Best Value Shiraz Tasting 2019 – Results
By Christian Eedes, 2 July 2019
Results of the Best Value Shiraz Tasting aimed at finding the best examples of this variety costing between R60 and R120 a bottle are now out
The top five wines were as follows:
It’s impossible to know when Shiraz first arrived in South Africa. Some believe it was with Simon van der Stel in the late 1600s; others claim that James Busby, the ‘father’ of Australian and New Zealand wine, offloaded some cuttings here while en route to New South Wales in the 1840s. It doesn’t really matter either way given that the first record of Shiraz being planted here was only in the late 1890s (on an experimental basis at Groot Constantia). By 1978 there were still only 20 Shirazes being made, and in 1992 we still only had about 900 hectares planted.
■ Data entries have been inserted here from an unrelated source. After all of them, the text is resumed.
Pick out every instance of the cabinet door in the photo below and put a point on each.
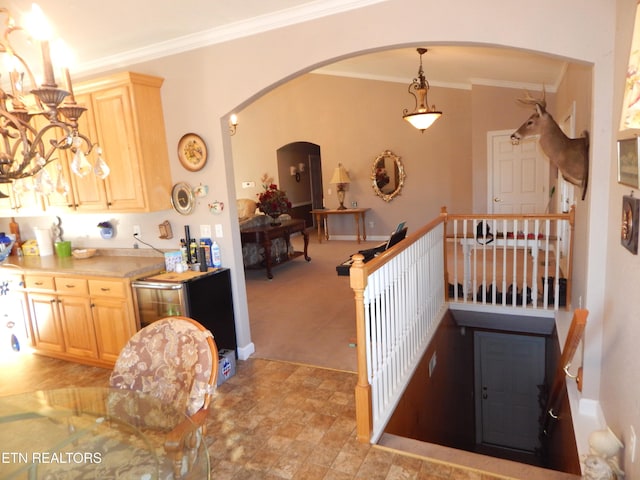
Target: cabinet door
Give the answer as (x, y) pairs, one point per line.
(88, 192)
(45, 322)
(117, 132)
(113, 326)
(77, 327)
A mere four decades later, Shiraz is South Africa’s second most widely planted red variety after Cabernet Sauvignon (fifth overall, after Chenin Blanc, Colombard, Cabernet and Sauvignon Blanc). There are almost 9,500 hectares planted, accounting for 10.2% of total land under vine. Shiraz’s rise both in terms of plantings and popularity has been nothing short of meteoric, and it’s arguably our most exciting red wine variety from a value-for-money point of view.
It’s something of a chameleon grape, capable of producing wines ranging from fairly light and fresh (even austere) to rich and ripe (even jammy). Producers often claim that their use of the name ‘Syrah’ indicates wines made in the more elegant ‘Rhone’ style rather than the blockbuster ‘Aussie’ style, but this is definitely not always the case. Generally speaking, though, South African Shiraz does sit somewhere in between the two extremes.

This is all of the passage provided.